Di fronte un Gela fresco di promozione in Serie B Interregionale, già apparso più avanti sul piano della condizione e capace di mettere in difficoltà la formazione di coach Devis Cagnardi in diversi momenti della partita.
L’avvio della Fortitudo è complicato. Dopo quattro minuti e mezzo i padroni di casa sono sotto e Cagnardi è costretto a chiamare timeout sul 5-6 per provare a mettere ordine. Gela riesce ad allungare fino al +5, prima del gioco da quattro punti di Conte che riporta Agrigento a una sola lunghezza. Nel finale arriva il sorpasso: è Truglio, con una tripla, a firmare il 20-19 che chiude il primo periodo.
Nel secondo parziale la Fortitudo parte meglio. Nicoli, con cinque punti, contribuisce all’11-6 iniziale, ma Gela non perde contatto e a metà periodo riesce anche a mettere il naso avanti nel parziale sul 13-14. La tripla di Trapani dà nuova energia ai biancazzurri, mentre i liberi di Cepic fissano il secondo periodo sul 30-25.
Al rientro Cagnardi sceglie il quintetto formato da Trapani, Conte, Nicoli, Chiarastella e Cepic. L’impatto è positivo, con un immediato 6-0 della Moncada. Due palle recuperate consecutive e la schiacciata di Carr valgono il 19-12, ma Gela continua a restare dentro la partita. Cagnardi deve ricorrere ancora al timeout sul 19-16 e poi sul 22-19. È proprio con questo punteggio che si chiude il terzo periodo.
Nell’ultima frazione emerge inizialmente la maggiore brillantezza degli ospiti, che sembrano avere già nelle gambe i quaranta minuti. Dopo tre minuti e mezzo Gela conduce il parziale 11-7 e Cagnardi ferma nuovamente il gioco. La risposta della Fortitudo arriva soprattutto da Conte, che con cinque punti ribalta l’inerzia. Nel finale è ancora Nicoli, con una tripla, a mettere il sigillo sul 22-17 del quarto periodo.
Il totale dei quattro parziali porta al 94-80 conclusivo per Agrigento.
Il risultato, in questa fase della stagione, conta però relativamente.

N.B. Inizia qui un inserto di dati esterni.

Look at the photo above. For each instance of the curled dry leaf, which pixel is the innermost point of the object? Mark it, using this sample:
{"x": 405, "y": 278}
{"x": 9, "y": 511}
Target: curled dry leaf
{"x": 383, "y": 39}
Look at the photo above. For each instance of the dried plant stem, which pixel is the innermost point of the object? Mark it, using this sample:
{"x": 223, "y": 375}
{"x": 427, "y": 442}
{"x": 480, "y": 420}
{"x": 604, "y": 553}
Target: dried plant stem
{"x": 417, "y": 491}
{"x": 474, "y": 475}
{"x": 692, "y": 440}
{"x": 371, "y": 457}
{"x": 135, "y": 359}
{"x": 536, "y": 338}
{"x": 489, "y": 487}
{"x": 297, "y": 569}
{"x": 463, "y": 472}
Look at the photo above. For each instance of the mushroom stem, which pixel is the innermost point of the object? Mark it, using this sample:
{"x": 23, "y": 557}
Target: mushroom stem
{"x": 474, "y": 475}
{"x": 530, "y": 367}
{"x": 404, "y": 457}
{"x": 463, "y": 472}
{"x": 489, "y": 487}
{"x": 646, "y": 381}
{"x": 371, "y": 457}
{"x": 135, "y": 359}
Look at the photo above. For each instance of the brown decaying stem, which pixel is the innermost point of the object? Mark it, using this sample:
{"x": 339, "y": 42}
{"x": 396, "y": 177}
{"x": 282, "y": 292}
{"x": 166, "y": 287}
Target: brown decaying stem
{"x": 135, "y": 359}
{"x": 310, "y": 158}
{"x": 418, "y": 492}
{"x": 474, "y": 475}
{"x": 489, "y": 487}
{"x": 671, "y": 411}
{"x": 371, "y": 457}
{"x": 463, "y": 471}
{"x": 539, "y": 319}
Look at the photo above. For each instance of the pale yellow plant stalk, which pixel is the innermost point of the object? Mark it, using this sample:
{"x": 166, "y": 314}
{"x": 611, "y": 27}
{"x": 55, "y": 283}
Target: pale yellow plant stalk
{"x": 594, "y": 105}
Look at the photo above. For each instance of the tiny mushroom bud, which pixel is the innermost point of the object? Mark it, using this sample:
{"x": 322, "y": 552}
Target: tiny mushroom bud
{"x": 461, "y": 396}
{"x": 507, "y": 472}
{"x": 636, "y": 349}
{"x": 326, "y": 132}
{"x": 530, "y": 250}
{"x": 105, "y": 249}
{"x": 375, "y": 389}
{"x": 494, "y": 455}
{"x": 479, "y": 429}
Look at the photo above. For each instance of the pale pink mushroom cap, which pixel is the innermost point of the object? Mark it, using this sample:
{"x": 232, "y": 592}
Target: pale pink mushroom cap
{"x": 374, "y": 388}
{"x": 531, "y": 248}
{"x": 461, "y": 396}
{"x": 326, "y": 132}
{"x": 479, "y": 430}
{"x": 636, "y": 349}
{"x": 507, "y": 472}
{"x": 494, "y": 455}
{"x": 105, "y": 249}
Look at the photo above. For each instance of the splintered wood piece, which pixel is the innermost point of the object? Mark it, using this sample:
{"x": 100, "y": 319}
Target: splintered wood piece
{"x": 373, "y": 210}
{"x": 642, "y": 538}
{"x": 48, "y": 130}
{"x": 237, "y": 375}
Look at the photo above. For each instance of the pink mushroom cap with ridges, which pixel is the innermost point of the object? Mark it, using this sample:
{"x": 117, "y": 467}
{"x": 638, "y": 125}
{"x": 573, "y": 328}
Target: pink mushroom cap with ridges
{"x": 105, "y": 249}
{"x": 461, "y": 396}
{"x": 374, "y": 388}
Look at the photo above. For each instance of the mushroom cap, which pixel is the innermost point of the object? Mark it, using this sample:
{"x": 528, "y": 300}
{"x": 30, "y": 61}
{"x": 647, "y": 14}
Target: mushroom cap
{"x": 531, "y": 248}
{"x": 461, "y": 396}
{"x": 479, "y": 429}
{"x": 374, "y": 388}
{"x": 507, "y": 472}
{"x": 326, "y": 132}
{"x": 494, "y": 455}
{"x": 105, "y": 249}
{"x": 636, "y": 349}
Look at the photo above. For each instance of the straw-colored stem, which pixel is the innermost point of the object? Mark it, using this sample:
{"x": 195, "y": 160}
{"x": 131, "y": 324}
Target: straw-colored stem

Le indicazioni più interessanti arrivano dal confronto con un avversario che ha disputato una buonissima prova e che ha costretto la Fortitudo a lavorare per tutti i quaranta minuti.
Per la squadra di Cagnardi ci sono già alcuni segnali incoraggianti, soprattutto nelle fiammate offensive e nella capacità di reagire ai momenti di difficoltà. Allo stesso tempo è evidente come ci sia ancora parecchio lavoro da fare per trovare continuità, meccanismi e soprattutto una precisa identità di gioco.
Ed è esattamente a questo che servono le partite di preseason.